Compare our movement possibilities with a clock hand that evenly sweeps every hour on the dial. And now it comes to an intervention and the hour hand always hangs for half an hour between 2 and 3 o’clock and then jumps forward with a small jerk. The watch is still very useful, especially if you know its little quirk. But this jerking of the hand will load the movement with time at a completely different point, perhaps a spring breaks or the hand moves on the axis.

This can also be the case with the late consequences of an appendectomy. You don’t use your right hip quite as freely anymore, you tense your right foot, maybe you get hammer toes, you reduce your stride length, you tense your left shoulder … To make it clear here: you are not ill in the true sense! They have only “accumulated” adaptations, which in turn lead to greater loads and thus wear. Here a structural integration, i.e. Rolfing, can be very helpful. The aim is then to enable the tissue to become independent of scars and to realign movements. Structural integration means to reach another level of healing.

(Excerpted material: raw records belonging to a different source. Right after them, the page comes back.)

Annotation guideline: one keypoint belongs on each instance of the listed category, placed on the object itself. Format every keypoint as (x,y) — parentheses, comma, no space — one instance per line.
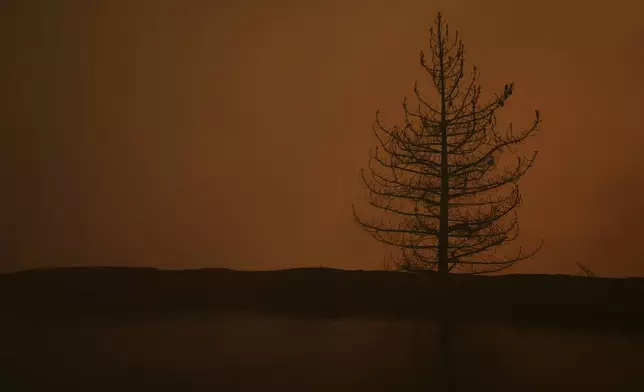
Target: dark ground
(112,329)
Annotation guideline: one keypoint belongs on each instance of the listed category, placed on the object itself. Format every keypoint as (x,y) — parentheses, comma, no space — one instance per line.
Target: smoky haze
(189,134)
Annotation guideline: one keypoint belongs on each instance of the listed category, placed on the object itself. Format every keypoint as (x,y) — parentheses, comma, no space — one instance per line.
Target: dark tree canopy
(439,173)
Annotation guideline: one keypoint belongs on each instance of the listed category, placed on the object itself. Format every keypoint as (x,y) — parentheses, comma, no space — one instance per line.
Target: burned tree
(440,173)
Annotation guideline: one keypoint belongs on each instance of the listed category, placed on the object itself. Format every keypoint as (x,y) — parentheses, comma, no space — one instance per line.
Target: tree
(440,174)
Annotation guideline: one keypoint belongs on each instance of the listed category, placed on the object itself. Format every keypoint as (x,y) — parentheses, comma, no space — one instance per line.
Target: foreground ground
(316,330)
(250,352)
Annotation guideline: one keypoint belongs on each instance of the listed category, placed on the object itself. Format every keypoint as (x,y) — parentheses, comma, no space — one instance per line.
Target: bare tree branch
(440,175)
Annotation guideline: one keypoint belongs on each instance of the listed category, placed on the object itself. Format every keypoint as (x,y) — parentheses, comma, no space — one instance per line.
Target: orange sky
(182,134)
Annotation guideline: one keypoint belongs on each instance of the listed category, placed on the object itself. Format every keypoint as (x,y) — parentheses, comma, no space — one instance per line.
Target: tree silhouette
(440,174)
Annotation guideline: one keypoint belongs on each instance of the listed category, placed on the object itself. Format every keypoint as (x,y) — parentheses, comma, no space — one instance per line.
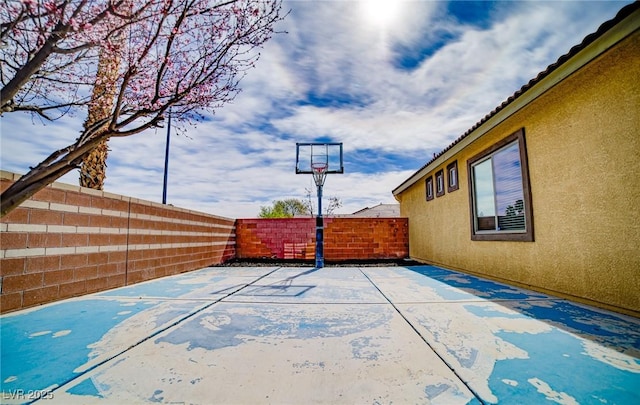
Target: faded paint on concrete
(334,335)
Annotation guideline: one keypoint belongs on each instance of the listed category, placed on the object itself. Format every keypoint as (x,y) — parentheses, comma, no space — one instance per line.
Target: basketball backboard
(310,155)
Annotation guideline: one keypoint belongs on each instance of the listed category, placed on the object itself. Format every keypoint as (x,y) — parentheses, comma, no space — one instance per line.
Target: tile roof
(604,27)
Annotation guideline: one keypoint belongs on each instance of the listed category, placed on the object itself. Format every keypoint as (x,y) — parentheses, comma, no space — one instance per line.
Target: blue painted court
(291,335)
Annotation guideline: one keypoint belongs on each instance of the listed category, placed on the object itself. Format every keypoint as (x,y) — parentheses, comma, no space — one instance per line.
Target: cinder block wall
(67,241)
(344,238)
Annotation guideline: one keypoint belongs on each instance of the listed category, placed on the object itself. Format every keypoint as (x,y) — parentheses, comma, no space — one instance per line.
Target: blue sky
(395,81)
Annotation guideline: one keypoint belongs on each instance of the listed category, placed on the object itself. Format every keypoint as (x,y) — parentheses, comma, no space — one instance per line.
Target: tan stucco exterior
(583,146)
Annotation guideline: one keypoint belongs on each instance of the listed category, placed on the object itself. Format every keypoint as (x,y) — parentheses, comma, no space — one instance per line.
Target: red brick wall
(344,238)
(67,241)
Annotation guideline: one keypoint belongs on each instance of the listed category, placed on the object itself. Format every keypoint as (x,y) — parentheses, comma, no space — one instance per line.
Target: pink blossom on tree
(187,55)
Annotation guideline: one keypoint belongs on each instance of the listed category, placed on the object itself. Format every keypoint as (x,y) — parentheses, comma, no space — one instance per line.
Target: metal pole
(319,232)
(166,162)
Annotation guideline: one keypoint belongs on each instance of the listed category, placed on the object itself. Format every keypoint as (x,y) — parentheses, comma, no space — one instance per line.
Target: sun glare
(380,12)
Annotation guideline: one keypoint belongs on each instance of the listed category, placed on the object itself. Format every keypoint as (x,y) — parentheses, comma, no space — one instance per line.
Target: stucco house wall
(583,146)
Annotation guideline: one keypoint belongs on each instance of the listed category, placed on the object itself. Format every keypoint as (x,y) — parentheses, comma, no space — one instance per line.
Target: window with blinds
(501,207)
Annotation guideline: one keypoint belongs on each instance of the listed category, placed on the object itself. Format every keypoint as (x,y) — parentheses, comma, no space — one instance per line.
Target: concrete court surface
(292,335)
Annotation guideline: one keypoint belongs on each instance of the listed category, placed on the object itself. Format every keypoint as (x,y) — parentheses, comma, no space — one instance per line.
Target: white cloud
(333,75)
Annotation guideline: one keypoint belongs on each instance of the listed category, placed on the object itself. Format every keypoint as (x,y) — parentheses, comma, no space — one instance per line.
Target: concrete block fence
(67,241)
(344,238)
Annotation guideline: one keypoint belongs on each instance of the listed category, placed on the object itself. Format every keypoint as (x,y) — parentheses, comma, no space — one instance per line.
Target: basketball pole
(319,231)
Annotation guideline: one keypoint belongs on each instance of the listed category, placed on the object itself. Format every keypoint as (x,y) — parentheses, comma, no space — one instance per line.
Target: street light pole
(166,161)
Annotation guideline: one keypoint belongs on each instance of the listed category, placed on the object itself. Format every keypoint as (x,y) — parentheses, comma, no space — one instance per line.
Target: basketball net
(319,173)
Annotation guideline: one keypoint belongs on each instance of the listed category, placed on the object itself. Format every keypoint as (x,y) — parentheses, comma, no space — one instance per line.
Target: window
(452,176)
(429,185)
(499,192)
(440,183)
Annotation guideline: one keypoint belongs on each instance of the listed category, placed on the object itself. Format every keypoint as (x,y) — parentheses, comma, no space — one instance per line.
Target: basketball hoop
(319,173)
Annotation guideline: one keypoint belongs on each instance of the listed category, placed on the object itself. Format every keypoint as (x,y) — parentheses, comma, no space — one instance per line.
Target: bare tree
(185,54)
(310,206)
(48,50)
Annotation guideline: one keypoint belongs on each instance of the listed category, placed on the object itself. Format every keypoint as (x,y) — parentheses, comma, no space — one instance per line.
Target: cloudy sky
(395,81)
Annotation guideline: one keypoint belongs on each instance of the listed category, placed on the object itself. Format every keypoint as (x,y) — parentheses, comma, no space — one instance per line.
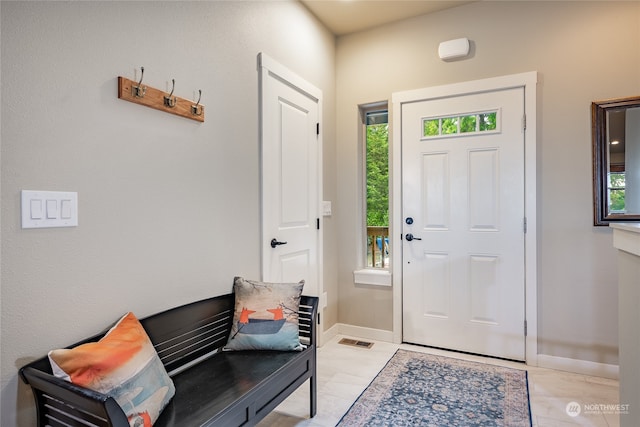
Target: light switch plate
(46,209)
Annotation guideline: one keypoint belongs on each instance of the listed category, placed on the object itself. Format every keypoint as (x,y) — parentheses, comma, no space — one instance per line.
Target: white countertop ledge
(626,237)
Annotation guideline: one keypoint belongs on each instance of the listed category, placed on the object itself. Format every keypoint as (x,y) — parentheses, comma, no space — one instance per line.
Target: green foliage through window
(464,123)
(616,192)
(378,175)
(377,188)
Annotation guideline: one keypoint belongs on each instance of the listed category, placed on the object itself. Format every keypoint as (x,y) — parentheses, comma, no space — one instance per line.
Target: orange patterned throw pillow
(123,364)
(266,316)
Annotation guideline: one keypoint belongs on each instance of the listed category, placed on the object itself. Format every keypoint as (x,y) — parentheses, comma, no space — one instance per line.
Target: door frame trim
(528,81)
(269,67)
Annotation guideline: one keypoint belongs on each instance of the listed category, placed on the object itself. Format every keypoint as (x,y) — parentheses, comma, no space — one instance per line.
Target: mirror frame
(599,109)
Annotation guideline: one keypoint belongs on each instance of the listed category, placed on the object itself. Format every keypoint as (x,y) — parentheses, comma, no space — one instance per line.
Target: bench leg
(313,399)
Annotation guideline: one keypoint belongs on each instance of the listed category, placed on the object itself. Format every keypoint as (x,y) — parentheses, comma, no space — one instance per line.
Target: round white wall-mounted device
(454,48)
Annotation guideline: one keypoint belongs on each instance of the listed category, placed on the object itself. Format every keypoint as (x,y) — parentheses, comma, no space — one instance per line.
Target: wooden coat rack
(137,93)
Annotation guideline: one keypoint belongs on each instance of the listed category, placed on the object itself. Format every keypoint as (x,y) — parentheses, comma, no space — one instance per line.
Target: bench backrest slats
(189,332)
(182,337)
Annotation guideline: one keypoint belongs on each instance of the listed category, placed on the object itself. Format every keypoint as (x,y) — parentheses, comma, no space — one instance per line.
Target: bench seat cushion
(230,387)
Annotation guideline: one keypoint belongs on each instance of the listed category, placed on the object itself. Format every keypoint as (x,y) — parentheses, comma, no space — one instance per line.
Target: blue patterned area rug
(417,389)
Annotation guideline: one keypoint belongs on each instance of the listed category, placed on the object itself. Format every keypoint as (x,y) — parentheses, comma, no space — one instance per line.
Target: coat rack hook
(194,108)
(139,91)
(168,101)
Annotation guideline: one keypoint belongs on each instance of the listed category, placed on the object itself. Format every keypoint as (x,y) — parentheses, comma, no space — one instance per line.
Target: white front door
(290,151)
(463,224)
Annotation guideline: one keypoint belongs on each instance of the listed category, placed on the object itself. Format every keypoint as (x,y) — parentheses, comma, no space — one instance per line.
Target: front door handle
(275,243)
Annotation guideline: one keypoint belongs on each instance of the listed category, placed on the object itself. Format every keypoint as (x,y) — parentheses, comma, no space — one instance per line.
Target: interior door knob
(275,243)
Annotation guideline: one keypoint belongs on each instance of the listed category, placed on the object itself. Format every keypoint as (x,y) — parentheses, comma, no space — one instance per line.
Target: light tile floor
(345,371)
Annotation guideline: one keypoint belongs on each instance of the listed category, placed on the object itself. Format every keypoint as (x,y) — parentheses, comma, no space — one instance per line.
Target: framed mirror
(615,128)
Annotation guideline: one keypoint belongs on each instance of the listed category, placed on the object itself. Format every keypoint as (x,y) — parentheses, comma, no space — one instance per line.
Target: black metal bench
(213,387)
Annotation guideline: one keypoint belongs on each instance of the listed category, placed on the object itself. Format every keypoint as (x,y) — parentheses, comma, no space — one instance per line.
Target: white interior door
(463,203)
(290,150)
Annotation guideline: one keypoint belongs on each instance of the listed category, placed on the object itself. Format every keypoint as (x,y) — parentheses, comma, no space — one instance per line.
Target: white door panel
(290,181)
(463,274)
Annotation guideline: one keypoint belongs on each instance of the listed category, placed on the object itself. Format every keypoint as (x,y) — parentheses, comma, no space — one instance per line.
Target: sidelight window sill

The Third Level of Healing – Dissolving the Trauma

There are accidents and injuries that have not only injured our tissue, but are also “stuck” in our nervous system. A trauma is thus an emotion or movement that has not come to an end.

Rolfing healing Trauma

Our nervous system was overwhelmed because something was too big, too strong or too fast. It is important to note that it is not the event that is the focus, but the reaction of our nervous system to it. What is an experience for one person means a trauma for another. Here, Somatic Experiencing (SE) can help very well and is an ideal complement to pure structural healing. I like to recommend therapists with whom I work well. You can also take a look around here.

Summary – Levels of Healing

Rolfing Summary - Levels of Healing
Our body – tuned like a clockwork

We consider our body to be more finely tuned than a clockwork. And yet we deal with it more carelessly. If a gear breaks, it is soldered or exchanged. But then we are not surprised when the clockwork ticks louder or sometimes the hands hook a little. But it still bothers us, and we do a lot to make the clock run smoothly again.

We want to be able to use our body, our clockwork joyfully for as long as possible. But that also means to take care of all necessary levels of healing yourself. To stick with the picture: The broken gear was operated on – good. But do all the neighboring wheels play well with each other and mesh neatly again? Applied to your body, this means asking of structural integration.

And then our body is more than just a mechanical clockwork. Experiences can be so lasting that our nervous system has been overwhelmed. On this level of healing we have to take care of our traumas. Only then will we not become slaves to our autonomous nervous system.